Contribui para agravar a situação social da dependência ao crack o fato de esse problema acontecer entre pessoas de qualquer idade, sexo, ou etnia, o que justifica a preocupação dos profissionais da saúde e da população em geral, já que o consumo dessa droga está comumente associado à criminalidade. Furtos e assaltos são comuns entre os usuários, dada a necessidade de uma fonte de renda para conseguir o crack.

O impacto devastador que esse conjunto de complicações tem sobre a vida das pessoas contribui, pelo menos em parte, para evidenciar a necessidade de instituir medidas que possam interromper a trajetória que leva à dependência. Diferentemente do que ocorre com a maioria das pessoas que se envolvem com outras drogas em que os familiares procuram ajuda profissional, no caso do crack são geralmente os próprios usuários que buscam ajuda nos serviços de saúde.

As opções de tratamento existentes na região onde este estudo foi realizado incluem clínicas de reabilitação, instituições hospitalares, Centros de Atenção Psicossocial (CAPSs) e serviços comunitários. Esse conjunto constitui uma rede de serviços que atua em diferentes níveis de atenção e, teoricamente, estaria em condições de enfrentar os problemas relacionados à dependência química. Entretanto, trata-se de uma rede que não está conseguindo resultados satisfatórios, em termos de prevenção e reabilitação, visto que o número de usuários cresce a cada dia de maneira assustadora.

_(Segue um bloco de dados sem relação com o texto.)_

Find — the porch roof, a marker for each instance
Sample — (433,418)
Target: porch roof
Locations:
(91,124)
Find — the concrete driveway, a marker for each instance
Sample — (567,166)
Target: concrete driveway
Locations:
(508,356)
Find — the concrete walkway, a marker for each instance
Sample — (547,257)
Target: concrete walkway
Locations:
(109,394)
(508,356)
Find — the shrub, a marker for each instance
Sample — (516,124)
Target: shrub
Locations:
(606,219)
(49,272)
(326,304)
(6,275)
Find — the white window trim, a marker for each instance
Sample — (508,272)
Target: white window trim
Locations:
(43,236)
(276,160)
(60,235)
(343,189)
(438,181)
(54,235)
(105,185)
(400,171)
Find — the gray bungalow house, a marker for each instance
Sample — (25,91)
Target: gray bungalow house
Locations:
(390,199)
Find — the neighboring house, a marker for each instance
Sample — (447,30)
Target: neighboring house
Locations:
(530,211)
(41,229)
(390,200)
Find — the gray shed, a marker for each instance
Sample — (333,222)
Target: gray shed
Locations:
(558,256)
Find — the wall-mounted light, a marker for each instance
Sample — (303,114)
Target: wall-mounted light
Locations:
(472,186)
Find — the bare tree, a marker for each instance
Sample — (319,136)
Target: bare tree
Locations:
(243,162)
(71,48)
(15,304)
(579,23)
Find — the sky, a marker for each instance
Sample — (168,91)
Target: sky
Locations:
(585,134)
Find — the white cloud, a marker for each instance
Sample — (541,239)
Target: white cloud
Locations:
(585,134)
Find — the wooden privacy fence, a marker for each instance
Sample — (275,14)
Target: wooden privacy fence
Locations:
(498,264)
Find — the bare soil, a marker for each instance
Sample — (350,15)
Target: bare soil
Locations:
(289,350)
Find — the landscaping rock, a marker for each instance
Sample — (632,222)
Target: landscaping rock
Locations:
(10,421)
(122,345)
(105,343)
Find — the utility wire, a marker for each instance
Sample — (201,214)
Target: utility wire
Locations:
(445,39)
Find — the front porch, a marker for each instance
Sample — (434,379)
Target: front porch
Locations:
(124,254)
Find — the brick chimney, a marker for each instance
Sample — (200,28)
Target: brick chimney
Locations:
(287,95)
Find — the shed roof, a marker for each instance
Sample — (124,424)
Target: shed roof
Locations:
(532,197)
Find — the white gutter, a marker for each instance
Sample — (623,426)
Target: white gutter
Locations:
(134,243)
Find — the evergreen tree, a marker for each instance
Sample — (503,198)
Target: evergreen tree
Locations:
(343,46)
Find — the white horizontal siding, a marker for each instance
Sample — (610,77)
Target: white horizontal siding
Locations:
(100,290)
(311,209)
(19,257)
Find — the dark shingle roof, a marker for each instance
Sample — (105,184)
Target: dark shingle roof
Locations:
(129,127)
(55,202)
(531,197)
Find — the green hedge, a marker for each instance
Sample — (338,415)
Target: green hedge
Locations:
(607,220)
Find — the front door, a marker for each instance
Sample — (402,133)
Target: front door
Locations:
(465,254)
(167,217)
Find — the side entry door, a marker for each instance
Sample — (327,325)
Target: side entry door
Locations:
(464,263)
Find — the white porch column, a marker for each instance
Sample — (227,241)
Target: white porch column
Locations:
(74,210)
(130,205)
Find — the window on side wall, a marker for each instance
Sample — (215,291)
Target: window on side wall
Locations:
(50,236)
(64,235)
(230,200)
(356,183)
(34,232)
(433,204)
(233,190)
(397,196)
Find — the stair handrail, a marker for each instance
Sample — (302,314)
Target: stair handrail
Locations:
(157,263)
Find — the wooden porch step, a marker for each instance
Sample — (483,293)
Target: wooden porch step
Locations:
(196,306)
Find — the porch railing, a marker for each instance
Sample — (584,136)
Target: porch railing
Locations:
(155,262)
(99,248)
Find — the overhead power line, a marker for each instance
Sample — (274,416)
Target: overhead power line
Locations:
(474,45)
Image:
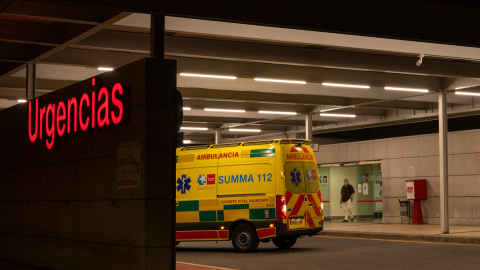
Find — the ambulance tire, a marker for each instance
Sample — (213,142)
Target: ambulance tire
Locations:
(244,238)
(284,243)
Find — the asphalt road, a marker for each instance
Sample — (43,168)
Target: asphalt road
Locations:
(323,252)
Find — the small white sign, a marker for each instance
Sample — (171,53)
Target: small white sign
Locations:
(411,171)
(128,165)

Embora haja grupos específicos de profissionais atuando para auxiliar os usuários do crack a se desvincularem da droga, um aspecto que contribui de forma negativa para que as ações realizadas não respondam satisfatoriamente é o desconhecimento de muitos trabalhadores da área da saúde mental sobre as formas efetivas de enfrentamento desse grave problema. Em geral, esses trabalhadores têm conhecimento dos efeitos do crack sobre o organismo, suas consequências familiares e sociais, no entanto poucos conhecem o tipo de ajuda de que essas pessoas necessitam para conseguir interromper o processo de dependência e ajudar os usuários a reconstruir a vida sem a droga. Da mesma forma, não está claro o papel das instituições hospitalares nesse tipo de dependência. Não se sabe até que ponto os hospitais podem realmente responder às necessidades das diferentes etapas do processo de recuperação, ou se as intervenções realizadas nesse tipo de instituição são efetivas apenas no período de desintoxicação.

Com base nessas considerações, o objetivo com este estudo é conhecer as práticas de cuidado que, segundo o ponto de vista das pessoas dependentes de crack, são importantes no processo de reaprender a viver sem a droga; ou seja: a) conhecer as necessidades prioritárias envolvidas nesse processo de reaprendizagem; b) identificar as razões que determinam a busca de atendimento em um serviço especializado; c) conhecer as expectativas do dependente de crack quanto às práticas de cuidado dos profissionais no momento em que procura um serviço de saúde, particularmente os cuidados de enfermagem;

METODOLOGIA

Este é um estudo qualitativo, descritivo e exploratório, desenvolvido com um grupo de sete usuários de crack internados em uma instituição hospitalar especializada em tratamento psiquiátrico.Todos são do sexo masculino, brancos, com idade entre 18 e 33 anos; seis são solteiros e um é casado; três têm o ensino médio incompleto; dois, o ensino fundamental incompleto; e dois são analfabetos. A renda familiar desses participantes variou entre R$ 500,00 e 2.000,00 e o tempo de uso do crack oscilou entre oito meses e oito anos. Para preservar-lhes o anonimato e a identidade, eles são identificados neste estudo pelos seguintes nomes fictícios: João, José, Marcos, Carlos, Antônio, Roberto e Pedro.

Foram considerados como critérios para a inclusão no estudo: ser portador de diagnóstico médico de transtorno relacionado a substâncias, de acordo com o DSM-IV-TR,4 especificamente aqueles relacionados ao consumo de crack; estar na condição de internação voluntária (nomenclatura utilizada pela instituição para caracterizar as situações em que o usuário chega ao hospital por iniciativa própria); estar internado há, pelo menos, quinze dias, para assegurar a familiarização com a instituição; concordar em participar da pesquisa (mediante a assinatura do Termo de Consentimento Livre e Esclarecido). Foram excluídos do estudo usuários de crack portadores de patologias como transtorno bipolar, esquizofrenia, ou quaisquer outras condições que pudessem interferir nos resultados da pesquisa ou no tratamento do paciente.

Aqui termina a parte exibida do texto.